Copper was skeptical when she first arrived in Chicago. She said so herself. It wasn’t the team that drafted her. When she was traded abruptly from Washington after a quiet rookie year for the Mystics in 2016, Copper wasn’t sure how she fit into the Sky or Chicago at all.
Those early seasons were a learning experience for Copper. She averaged 6.8 points per game in her first three seasons in Chicago, mostly coming off the bench to offer support behind Diamond DeShields. But in 2020, Copper stepped into a starting role and eagerly devoured the challenges that came with it.
If there was ever any doubt Sky fans would fall in love with Copper, it evaporated in the 2021 WNBA Finals.
Copper has always defined herself by her North Philadelphia roots. It was something teammates like Candace Parker quickly identified in her — a sharp, fierce desire to compete that was barely hidden below her reserved demeanor. And over that five-game series to snatch a title away from the Mercury, it just made sense to a Chicago fan base eager for a little bit of an edge.
It was her 21-point performance to steal Game 1 in Phoenix, dragging offensive rebounds out of Brittney Griner’s hands, flexing at the crowd as she sat up after taking yet another foul at the rim.
It was the way she leaped to her feet in Game 2 to step to Sophie Cunningham — now her teammate in Phoenix — and deliver the type of wordless “try me, I dare you” challenge that the Sky had sorely missed in the past.
It was the way she stared straight into the ESPN camera after the Sky clinched the championship in Game 4, shaking her head back and forth as her voice shook: “I worked so f------ hard. I worked so f------ hard.”
Because she did. Copper worked and worked and worked — even when her veteran teammates later left for super teams, even when her coach walked midseason.
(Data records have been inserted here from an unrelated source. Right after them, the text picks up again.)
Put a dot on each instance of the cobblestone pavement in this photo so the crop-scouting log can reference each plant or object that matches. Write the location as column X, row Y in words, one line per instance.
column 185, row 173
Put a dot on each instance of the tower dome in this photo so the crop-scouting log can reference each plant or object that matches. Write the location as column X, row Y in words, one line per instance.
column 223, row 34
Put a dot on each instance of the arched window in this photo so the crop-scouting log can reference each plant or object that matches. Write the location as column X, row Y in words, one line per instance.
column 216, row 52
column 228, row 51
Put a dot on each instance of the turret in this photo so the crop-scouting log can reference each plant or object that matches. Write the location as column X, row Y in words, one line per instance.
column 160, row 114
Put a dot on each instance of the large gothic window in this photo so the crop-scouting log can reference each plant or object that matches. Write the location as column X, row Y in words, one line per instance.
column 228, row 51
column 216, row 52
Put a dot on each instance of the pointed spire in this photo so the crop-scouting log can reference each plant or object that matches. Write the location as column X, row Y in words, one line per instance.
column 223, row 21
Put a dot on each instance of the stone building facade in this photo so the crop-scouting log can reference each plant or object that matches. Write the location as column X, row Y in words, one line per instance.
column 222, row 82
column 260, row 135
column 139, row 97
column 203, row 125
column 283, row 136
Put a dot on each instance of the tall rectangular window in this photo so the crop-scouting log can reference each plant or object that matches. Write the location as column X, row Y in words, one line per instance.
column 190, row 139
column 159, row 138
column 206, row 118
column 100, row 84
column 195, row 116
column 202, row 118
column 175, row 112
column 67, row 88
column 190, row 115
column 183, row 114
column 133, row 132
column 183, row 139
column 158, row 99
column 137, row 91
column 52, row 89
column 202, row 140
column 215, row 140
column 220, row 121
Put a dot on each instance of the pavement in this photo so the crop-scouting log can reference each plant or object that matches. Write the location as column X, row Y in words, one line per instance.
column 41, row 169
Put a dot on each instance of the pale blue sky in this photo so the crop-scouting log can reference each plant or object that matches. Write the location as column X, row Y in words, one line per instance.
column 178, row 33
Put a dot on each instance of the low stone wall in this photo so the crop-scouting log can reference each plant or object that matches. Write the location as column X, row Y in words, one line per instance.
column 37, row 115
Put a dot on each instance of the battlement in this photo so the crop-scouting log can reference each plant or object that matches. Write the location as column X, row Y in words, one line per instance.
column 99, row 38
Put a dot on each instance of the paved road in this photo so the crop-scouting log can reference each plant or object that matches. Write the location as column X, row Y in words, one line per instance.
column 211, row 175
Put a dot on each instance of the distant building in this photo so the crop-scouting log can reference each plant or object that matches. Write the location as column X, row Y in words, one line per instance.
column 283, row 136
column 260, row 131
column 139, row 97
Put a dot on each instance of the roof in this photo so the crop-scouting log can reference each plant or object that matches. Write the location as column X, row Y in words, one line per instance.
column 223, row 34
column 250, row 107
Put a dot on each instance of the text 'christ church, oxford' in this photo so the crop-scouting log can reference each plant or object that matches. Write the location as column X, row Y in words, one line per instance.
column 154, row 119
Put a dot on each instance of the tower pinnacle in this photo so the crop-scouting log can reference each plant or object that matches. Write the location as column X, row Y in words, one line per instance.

Copper entered a different stratosphere of stardom after that 2021 season. It wasn’t just the All-Star selection or renewed interest from USA Basketball. After that breakout performance, Copper no longer belonged to Chicago alone. She had become a key piece in the WNBA, for the national team, for the sport at large.
And the Sky could never meet her on that plane. Something special had happened in 2021 — an entire team recalibrating itself around Copper, accepting and understanding that she would one day be the new center of gravity for the franchise. But when Copper did indeed become the Sky’s centerpiece, she was met with inconsistency.
So it’s fitting that this announcement came when it did — while Copper was half a world away in Belgium, playing alongside legends (and new teammates) like Griner and Diana Taurasi to secure the Americans their spot in the Paris Olympics, forging a new identity for herself as one of the primary stars in the country.
Chicago will never get to see what was supposed to come next — and that in itself is a heartbreak for Sky fans, who experienced the rare phenomenon of watching a player grow into herself over the better part of a decade. And whether it was a necessity or a misstep, this decision will define the new front office as coach Teresa Weatherspoon builds her vision of the Sky.
Regardless of the impact of this trade in the long run, Copper will leave behind the same legacy: the kid from North Philly who brought a championship to Chicago.